Ce dernier encouragea ces jeunes gens en mettant à leur disposition ce dont ils avaient besoin. C’est ainsi que sous les auspices de François Luambo, Landi Rossignol, Liberlin Lièvre, Pandhy Saturnin, Essous Jean-Serge et Loubelo De la Lune naquit le mercredi 6 juin 1956 OK jazz qui, en ses débuts, signifiait «Orchestre Kashama Jazz” avec Essous Jean Serge  comme premier chef d’orchestre.

Les bonnes choses ne durent pas. Au courant de l’année 1957, l’orchestre connaîtra les premiers départs de ses musiciens. Lando Rossignol et Essous Jean-Serge le quittaient pour aller former leur groupe à eux baptisé “Rock-a-Mambo. Et deux Congolais de Brazzaville marquèrent en même temps leur entrée au sein de l’Ok Jazz. Il s’agit de N’Kouka Célestin et Edo N’Ganga. Leur présence redonna du tonus à l’orchestre Kashama Jazz qui enregistra ses premiers succès: ” Aimé Wa bolingo”, “Joséphine”, Motema na ngai epai ya mama”…

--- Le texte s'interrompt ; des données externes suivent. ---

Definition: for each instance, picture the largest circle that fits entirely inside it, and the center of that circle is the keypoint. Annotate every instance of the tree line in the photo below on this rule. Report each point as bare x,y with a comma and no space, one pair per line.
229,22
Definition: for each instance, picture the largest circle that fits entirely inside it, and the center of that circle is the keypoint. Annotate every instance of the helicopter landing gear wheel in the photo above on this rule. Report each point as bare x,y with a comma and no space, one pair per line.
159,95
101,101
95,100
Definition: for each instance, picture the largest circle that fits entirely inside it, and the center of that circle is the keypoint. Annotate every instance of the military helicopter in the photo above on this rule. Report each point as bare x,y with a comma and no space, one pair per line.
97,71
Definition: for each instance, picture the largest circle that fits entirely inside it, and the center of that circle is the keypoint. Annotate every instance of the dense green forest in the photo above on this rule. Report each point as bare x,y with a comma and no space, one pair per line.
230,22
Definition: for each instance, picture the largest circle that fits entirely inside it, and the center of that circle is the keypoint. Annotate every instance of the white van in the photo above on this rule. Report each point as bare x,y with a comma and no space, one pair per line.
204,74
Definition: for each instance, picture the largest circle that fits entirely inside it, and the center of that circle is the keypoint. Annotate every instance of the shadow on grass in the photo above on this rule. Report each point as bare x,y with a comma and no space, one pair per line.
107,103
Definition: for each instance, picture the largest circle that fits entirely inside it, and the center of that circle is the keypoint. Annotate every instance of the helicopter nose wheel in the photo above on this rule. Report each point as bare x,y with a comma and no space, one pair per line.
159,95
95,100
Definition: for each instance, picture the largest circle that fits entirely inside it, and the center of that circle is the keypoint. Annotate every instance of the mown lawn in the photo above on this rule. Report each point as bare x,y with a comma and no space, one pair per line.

En 1958, d’abord pour avoir roulé sur un vespa sans permis de conduire, ensuite pour une affaire de cœur, Luambo Franco séjourna à deux reprises sous les verrous. Son absence, comme on pouvait s’y attendre,  donna l’occasion à Célestin N’Kouka et Edo N’ganga de rentrer chez eux à Brazzaville. Là, avec Nino Malapet et Jean-Serge Essous, ils montèrent l’orchestre “Bantous de la capitale”.

Recouvrant par après sa liberté, Luambo Makiadi Franco avec son chef-d ‘orchestre Vicky Longomba qui lui était resté fidèle, procéderont au recrutement d’autres musiciens pour renforcer le groupe. C’est ainsi que Mulumba Joseph dit Mujos, le guitariste soliste Bombolo León, Bolhen pour les intimes, le bassiste Tchamala Piccolo et l’accompagnateur Lutumba Simon dit Simaro ont fait leur entrée au sein de l’orchestre OK Jazz.

En 1960, un groupe de jeunes filles, attiré par la guitare de Franco, ne pouvait se passer d’aller danser au concert de l’Ok Jazz. L’affluence étonnante de ces filles aux concerts agrémentés par Franco et son équipe suscita une passion dans les cœurs des mélomanes qui se dirent de bouche à oreille pour voir les jolies filles de Kinshasa, il faut aller aux concerts de Franco qui fut, pour la circonstance, baptisé ” De Mi Amor” par ses nombreux fans. Voilà, comme l’artiste ne meurt jamais, Luambo Makiadi Franco demeurera à jamais parmi nous. Que son âme repose en paix.